JAKARTA: Malaysian palm oil futures posted a weekly gain of more than 1.5% due to expectations of sluggish production and a slow resumption of exports in Indonesia, although the contract ended slightly lower on Friday.
The benchmark palm oil contract for August delivery on the Bursa Malaysia Derivatives Exchange fell 0.36% to 6,445 ringgit ($1,469.11) per tonne by closing. It posted a 1.45% gain for the week.
Palm oil has gained 3.64% in the past three sessions, hitting a one-week high earlier on Friday before retreating.
The benchmark is down on profit-taking, a Kuala Lumpur-based trader said, adding that, “the underlining strength is still there”.
Bursa Malaysia will be closed on Monday for a public holiday.
Malaysia’s palm oil inventories at the end of May are set to fall for a sixth month out of seven, squeezed by declining production and as exports surged to the highest since December, a Reuters survey showed on Friday.

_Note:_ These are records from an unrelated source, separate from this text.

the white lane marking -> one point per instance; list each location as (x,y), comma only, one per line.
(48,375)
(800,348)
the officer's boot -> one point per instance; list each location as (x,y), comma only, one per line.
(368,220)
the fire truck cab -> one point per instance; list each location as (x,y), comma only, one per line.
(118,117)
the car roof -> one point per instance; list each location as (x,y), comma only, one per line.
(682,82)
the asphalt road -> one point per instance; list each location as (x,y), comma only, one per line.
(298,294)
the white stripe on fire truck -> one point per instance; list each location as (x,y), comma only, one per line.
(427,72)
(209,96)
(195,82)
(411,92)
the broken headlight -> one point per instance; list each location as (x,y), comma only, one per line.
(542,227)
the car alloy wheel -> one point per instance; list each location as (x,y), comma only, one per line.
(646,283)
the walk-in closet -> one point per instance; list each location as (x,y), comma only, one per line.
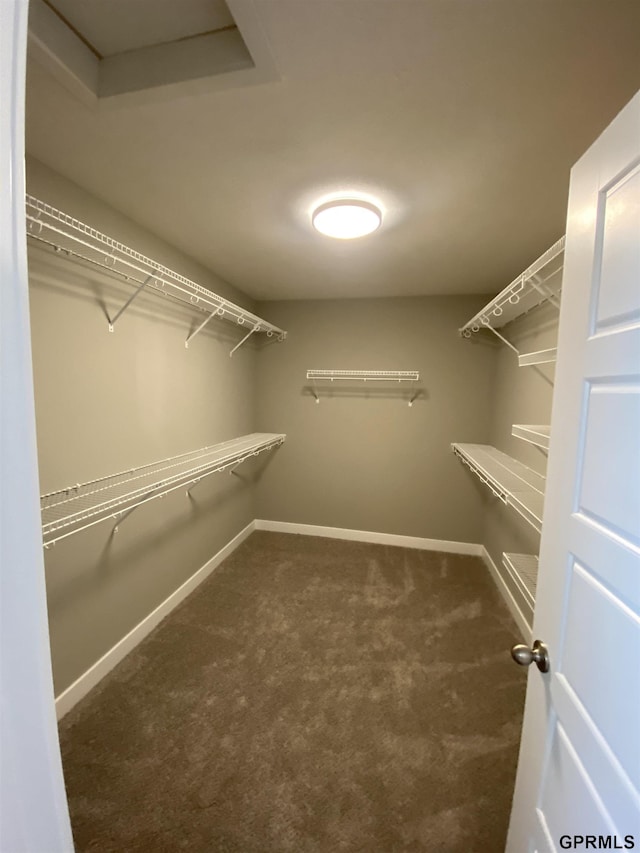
(320,424)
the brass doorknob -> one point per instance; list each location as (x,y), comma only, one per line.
(525,656)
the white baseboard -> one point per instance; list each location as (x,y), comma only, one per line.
(506,593)
(369,536)
(81,686)
(76,691)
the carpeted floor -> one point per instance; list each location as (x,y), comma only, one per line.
(312,696)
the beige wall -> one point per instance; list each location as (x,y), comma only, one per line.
(363,459)
(106,402)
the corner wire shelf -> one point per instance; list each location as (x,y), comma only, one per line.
(538,434)
(513,483)
(67,235)
(68,511)
(412,376)
(523,570)
(540,282)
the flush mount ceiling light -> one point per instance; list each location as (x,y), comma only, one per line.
(346,219)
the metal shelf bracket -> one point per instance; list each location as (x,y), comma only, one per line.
(133,296)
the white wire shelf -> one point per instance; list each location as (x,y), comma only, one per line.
(537,434)
(513,483)
(412,376)
(543,356)
(523,569)
(366,375)
(77,507)
(540,282)
(74,239)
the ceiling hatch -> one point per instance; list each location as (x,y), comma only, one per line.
(109,48)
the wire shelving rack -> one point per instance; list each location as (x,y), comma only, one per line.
(513,483)
(75,508)
(540,282)
(75,239)
(329,375)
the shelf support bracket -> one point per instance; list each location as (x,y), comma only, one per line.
(246,337)
(201,326)
(133,296)
(503,339)
(544,291)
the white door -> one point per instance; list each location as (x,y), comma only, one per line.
(579,769)
(34,817)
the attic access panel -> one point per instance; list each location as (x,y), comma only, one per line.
(110,27)
(101,49)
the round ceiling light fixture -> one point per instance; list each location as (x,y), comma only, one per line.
(346,219)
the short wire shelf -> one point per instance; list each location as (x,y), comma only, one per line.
(513,483)
(540,282)
(538,434)
(366,375)
(69,236)
(75,508)
(523,569)
(328,375)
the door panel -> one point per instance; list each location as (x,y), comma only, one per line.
(607,494)
(584,813)
(620,266)
(579,769)
(586,664)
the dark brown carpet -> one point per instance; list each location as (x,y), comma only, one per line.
(312,696)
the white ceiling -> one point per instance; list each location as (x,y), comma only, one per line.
(462,117)
(115,26)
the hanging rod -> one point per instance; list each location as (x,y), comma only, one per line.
(540,282)
(68,235)
(70,510)
(364,376)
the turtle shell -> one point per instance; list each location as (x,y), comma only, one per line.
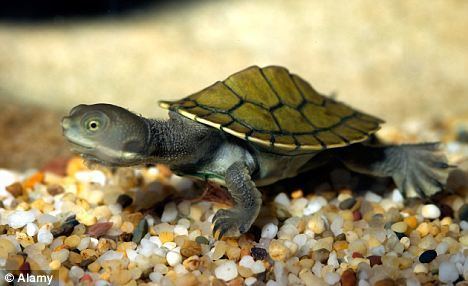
(275,109)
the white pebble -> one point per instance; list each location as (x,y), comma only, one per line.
(397,197)
(442,248)
(155,277)
(46,218)
(269,230)
(372,197)
(226,271)
(156,240)
(44,235)
(173,258)
(169,213)
(250,281)
(61,255)
(180,230)
(282,199)
(75,272)
(332,278)
(314,205)
(110,255)
(464,225)
(430,211)
(363,283)
(93,176)
(333,260)
(448,272)
(84,243)
(131,254)
(300,239)
(337,225)
(31,229)
(247,261)
(258,267)
(19,219)
(101,283)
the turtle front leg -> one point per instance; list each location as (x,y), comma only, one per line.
(247,199)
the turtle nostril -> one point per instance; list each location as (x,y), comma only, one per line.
(76,109)
(65,122)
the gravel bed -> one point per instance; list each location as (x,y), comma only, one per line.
(126,227)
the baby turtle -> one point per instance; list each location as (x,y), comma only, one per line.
(258,126)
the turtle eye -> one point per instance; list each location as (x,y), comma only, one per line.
(93,125)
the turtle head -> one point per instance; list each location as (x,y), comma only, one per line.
(107,134)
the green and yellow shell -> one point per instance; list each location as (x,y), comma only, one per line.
(275,109)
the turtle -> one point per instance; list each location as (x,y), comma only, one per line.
(256,127)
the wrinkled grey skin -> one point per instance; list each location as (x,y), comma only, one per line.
(114,136)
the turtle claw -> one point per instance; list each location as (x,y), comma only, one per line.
(230,221)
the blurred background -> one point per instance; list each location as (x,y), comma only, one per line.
(404,61)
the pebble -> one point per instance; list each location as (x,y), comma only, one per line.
(427,256)
(375,260)
(258,253)
(173,258)
(72,241)
(282,199)
(19,219)
(269,231)
(31,229)
(124,200)
(400,227)
(348,278)
(140,231)
(430,211)
(385,282)
(278,251)
(463,212)
(44,236)
(170,213)
(226,271)
(448,272)
(99,229)
(347,203)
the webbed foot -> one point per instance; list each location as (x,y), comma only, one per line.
(247,198)
(425,170)
(231,222)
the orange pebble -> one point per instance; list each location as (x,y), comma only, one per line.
(33,180)
(411,221)
(297,194)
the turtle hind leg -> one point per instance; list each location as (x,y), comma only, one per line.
(419,170)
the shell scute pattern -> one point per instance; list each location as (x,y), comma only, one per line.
(273,108)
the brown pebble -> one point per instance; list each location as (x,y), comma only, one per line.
(340,237)
(99,228)
(54,190)
(375,260)
(357,215)
(357,255)
(445,210)
(125,237)
(258,253)
(190,248)
(15,189)
(84,263)
(348,278)
(347,204)
(321,255)
(124,200)
(385,282)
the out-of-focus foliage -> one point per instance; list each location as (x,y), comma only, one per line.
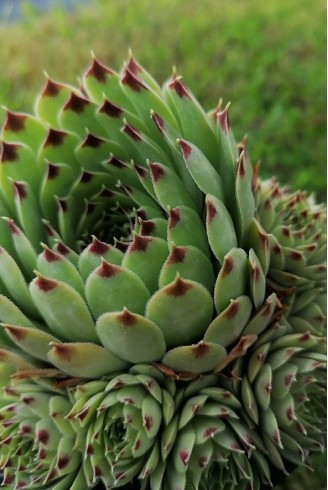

Concerns on Malaysia’s output rose as Indonesia barred a group of its plantation workers from travelling to Malaysia amid labour shortage in Malaysia’s palm plantations.
Rival Indonesia by Friday has issued export permits for a total of 275,454 tonnes of palm oil products since allowing exports to resume, a senior Trade Ministry official said.
While the market was relieved Indonesia has reopened exports, traders said the amount the government has allowed to be exported has been low so far.
Soyoil prices on the Chicago Board of Trade were down 0.25%. Dalian Commodity Exchange was closed on Friday for Dragon Boat Festival holidays.
Palm oil may break a resistance at 6,577 ringgit per tonne, and rise into a range of 6,682-6,731 ringgit, Reuters technical analyst Wang Tao said.